To accomplish this, we used two-syllable Mandarin words, where the first syllable is always the same (other than VOT of its onset consonant) across continua, and the lexicality or frequency of the continuum endpoints is modulated by the second syllable. For example, duìhuà (“conversation”) is a higher-frequency word than tuìhuà (“degeneration”), whereas duìyì (“play chess”) is a lower-frequency word than tuìyì (“retire”). Crucially, all of these words start with duì/tuì, and thus duìhuà–tuìhuà and duìyì–tuìyì continua can be created by using the same duì–tuì continuum and splicing different second syllables (huà or yì) onto the end of each step.

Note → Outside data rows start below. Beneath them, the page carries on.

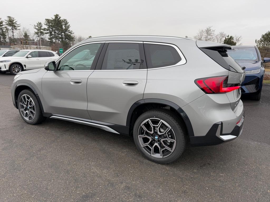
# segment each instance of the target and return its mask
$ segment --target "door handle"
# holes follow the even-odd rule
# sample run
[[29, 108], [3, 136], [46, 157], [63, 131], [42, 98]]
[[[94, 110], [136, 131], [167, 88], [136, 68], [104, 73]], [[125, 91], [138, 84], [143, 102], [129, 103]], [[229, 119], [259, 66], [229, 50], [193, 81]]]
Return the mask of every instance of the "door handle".
[[124, 81], [123, 82], [123, 83], [130, 85], [136, 85], [139, 83], [136, 81]]
[[79, 79], [72, 79], [70, 80], [70, 83], [75, 85], [79, 85], [82, 83], [82, 80]]

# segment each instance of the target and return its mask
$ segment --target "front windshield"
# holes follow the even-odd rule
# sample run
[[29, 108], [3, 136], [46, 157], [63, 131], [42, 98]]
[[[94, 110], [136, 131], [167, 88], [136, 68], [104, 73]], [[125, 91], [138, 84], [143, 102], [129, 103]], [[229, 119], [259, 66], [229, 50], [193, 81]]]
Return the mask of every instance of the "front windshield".
[[14, 57], [24, 57], [29, 52], [29, 51], [21, 51], [15, 53], [12, 56]]
[[227, 50], [227, 53], [236, 60], [258, 61], [258, 55], [254, 47], [235, 47], [234, 50]]
[[2, 55], [5, 53], [6, 51], [6, 50], [0, 50], [0, 55]]

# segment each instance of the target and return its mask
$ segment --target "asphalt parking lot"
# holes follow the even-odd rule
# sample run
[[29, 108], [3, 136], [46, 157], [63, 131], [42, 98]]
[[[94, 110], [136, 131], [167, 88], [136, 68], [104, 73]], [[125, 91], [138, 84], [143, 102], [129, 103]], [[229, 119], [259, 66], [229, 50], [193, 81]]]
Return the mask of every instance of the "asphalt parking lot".
[[32, 126], [12, 103], [14, 76], [0, 75], [0, 201], [270, 201], [270, 85], [243, 100], [236, 140], [188, 146], [157, 164], [132, 139], [55, 119]]

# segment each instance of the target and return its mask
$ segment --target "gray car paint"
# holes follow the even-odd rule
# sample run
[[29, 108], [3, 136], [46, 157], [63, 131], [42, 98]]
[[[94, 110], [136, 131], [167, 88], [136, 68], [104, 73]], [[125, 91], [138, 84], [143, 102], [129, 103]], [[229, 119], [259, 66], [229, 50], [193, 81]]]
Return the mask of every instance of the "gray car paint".
[[[242, 79], [240, 77], [244, 78], [244, 75], [235, 72], [232, 74], [221, 67], [198, 48], [195, 40], [146, 36], [90, 38], [71, 48], [58, 61], [80, 44], [119, 40], [173, 44], [179, 48], [187, 62], [178, 66], [140, 71], [63, 71], [45, 74], [43, 69], [32, 74], [32, 76], [21, 76], [16, 82], [31, 83], [38, 89], [37, 91], [43, 98], [41, 100], [46, 107], [45, 112], [123, 125], [125, 125], [131, 105], [143, 98], [165, 99], [181, 107], [189, 118], [195, 136], [205, 135], [213, 124], [220, 121], [226, 124], [223, 125], [222, 133], [228, 133], [242, 117], [243, 108], [239, 95], [231, 92], [205, 94], [194, 81], [229, 74], [229, 79], [233, 78], [234, 80], [241, 81]], [[197, 41], [197, 43], [200, 47], [228, 46], [205, 41]], [[71, 79], [75, 79], [82, 80], [82, 84], [75, 85], [70, 83]], [[125, 86], [123, 82], [127, 80], [136, 81], [139, 83], [135, 86]], [[14, 88], [13, 85], [13, 94]], [[235, 105], [236, 103], [233, 110], [231, 103]]]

A preliminary study (Shen and Politzer-Ahles, 2018) in this design using only one set of items (the duì–tuì continuum described above, with additional control conditions where the [d] end of the continuum forms a real word and the [t] end a pseudoword, where the [d] end forms a pseudoword and [t] a word, and when both ends form a pseudoword) and 35 participants found the expected effects for both lexicality and frequency. However, a limitation of this design compared to Connine and colleagues' (1993) is that the results are based on just one set of continua, and thus may be influenced by other factors we have not considered (see, e.g., Norris et al., 2000, Sec. 4.3, for a powerful demonstration of how effects that seem to be due to lexicality may turn out to be due to lower-level factors like phoneme transitional probabilities), whereas Connine and colleagues' (1993) design uses a large number of items and thus minimizes the potential for such confounds. Thus, in the present study, we used a controlled design like that described above, but included a larger set of items, in order to test whether a frequency-based Ganong effect can be found to generalize across items in this paradigm.
2. Methods
All data, stimuli, and analysis codes are available at https://osf.io/8y94s/ (experiment 2). The experiment methods were pre-registered at https://osf.io/6e35g.
2.1 Participants
Seventy native speakers of Mandarin (aged 19–34 years, mean 24 years, 53 women and 12 men, as well as five who chose not to indicate their gender) took part in the experiment in Hong Kong. Experimental procedures were approved by the Human Subjects Ethics Sub-Committee at the Hong Kong Polytechnic University. Participants provided informed consent and were reimbursed with cash for their participation.
2.2 Stimuli
We chose three sets of stimuli (i.e., three items) with onset stops from different places of articulation. For each item, the first syllable was always the same, and four different second syllables were used to yield four contexts, as shown in Table 1. The contexts in which treating the onset stop as aspirated yields a word or a pseudoword are the classic Ganong effect manipulation. The contexts in which treating the onset stop as aspirated yield a higher- or lower-frequency word [according to the SUBTLEX-CH corpus (Cai and Brysbaert, 2010)] are the manipulation for testing whether word frequency also yields a Ganong effect.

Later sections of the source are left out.